Les marques de boissons alcoolisées considèrent également les métavers comme une opportunité majeure. Beaucoup utilisent l’espace virtuel pour informer les utilisateurs sur la façon dont leurs boissons sont produites.
« Par exemple, Heineken a lancé des bières virtuelles produites dans sa brasserie virtuelle sur Decentraland », explique Guha. « Jose Cuervo est également en train de construire une distillerie métavers sur Decentraland pour présenter son processus de production. De même, Diageo développe une place virtuelle de marque qui proposera une socialisation virtuelle, des cocktails virtuels exclusifs, des vêtements virtuels personnalisés et des kits de mixologie que les utilisateurs pourront essayer chez eux. »
En ce qui concerne ce dernier point, au cours des derniers mois, les marques Johnnie Walker et Captain Morgan de Diageo ont organisé des happy hours et des expériences virtuelles lors de la première conférence NFT au monde, ont participé à la Metaverse Fashion Week de Decentraland – et Johnnie Walker a sorti sa première collection NFT en collaboration avec l’artiste BossLogic, qui s’est vendue dans les dix minutes suivant la mise aux enchères.
Un porte-parole de Diageo explique : « En plus de développer nos propres canaux, nous nous efforçons de comprendre où les consommateurs vont socialiser, faire leurs achats et interagir dans un, cinq et dix ans, et nous explorons ce à quoi pourrait ressembler la prochaine génération d’expériences de marque virtuelles. Nous testons, essayons et apprenons pour nous assurer que nos marques restent pertinentes. »
Pernod Ricard, avec sa marque de cognac Maison Martell, est un autre grand producteur de boissons alcoolisées qui expérimente les métavers. Plus tard cette année, elle a l’intention de lancer Martell World dans The Sandbox – une plateforme de jeu décentralisée et communautaire – qui permettra aux visiteurs de « se rapprocher de la marque comme jamais auparavant grâce à des interactions numériques uniques et immersives ».

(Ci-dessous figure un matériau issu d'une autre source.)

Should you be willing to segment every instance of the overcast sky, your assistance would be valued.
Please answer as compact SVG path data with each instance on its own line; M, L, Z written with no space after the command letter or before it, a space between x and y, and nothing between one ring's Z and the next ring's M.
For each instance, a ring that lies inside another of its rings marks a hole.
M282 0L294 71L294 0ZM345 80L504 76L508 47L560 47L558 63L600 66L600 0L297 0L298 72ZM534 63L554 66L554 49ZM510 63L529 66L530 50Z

« Les visiteurs du Martell World auront l’occasion de découvrir la Maison Martell de première main et de percer les secrets de ses célèbres cognacs, ainsi que d’ouvrir les portes virtuelles du château exclusif Martell, un lieu jusqu’ici fermé au public », explique Richard Black, le directeur marketing de la Maison Martell.
« Les fonctionnalités incluront des jeux et des défis uniques, une place de marché pour les éditions limitées et les NFT à collectionner. Nous avons choisi de nous lancer dans le Sandbox car il offre une plateforme innovante et passionnante pour proposer des expériences engageantes et significatives aux consommateurs. »
Y a-t-il un potentiel de revenus ?
Pour l’instant, beaucoup de marques qui ont lancé des initiatives dans le métavers ont utilisé la plateforme virtuelle comme un outil de marketing plutôt que comme un générateur de revenus, mais Guha pense que cela pourrait changer à l’avenir.
« Les prévisions suggérant que le marché des nouveaux NFT dépassera les 30 milliards de dollars en 2022, davantage de marques l’adopteront comme une passerelle vers le métavers et une nouvelle source de revenus », dit-il. « Bien qu’il n’y ait pas encore de preuves de retours en temps réel pour les marques dans le métavers maintenant, elles parient sur l’engouement actuel pour les NFT. Ces marques attirent l’attention des consommateurs sur les NFT et le métavers et visent à générer des retours sur le long terme. »
M. Guha cite une enquête d’Accenture réalisée au début de l’année auprès de plus de 11 000 consommateurs dans 16 pays. Elle a révélé que 64 % des personnes interrogées avaient acheté un bien virtuel ou pris part à une expérience virtuelle en 2021.
« L’enquête a également révélé que 42% des personnes interrogées avaient visité un détaillant dans le monde virtuel pour obtenir des conseils, effectuer un paiement ou parcourir un produit lors de l’achat d’un article physique, tandis que 56% prévoyaient de le faire en 2022 », indique Guha.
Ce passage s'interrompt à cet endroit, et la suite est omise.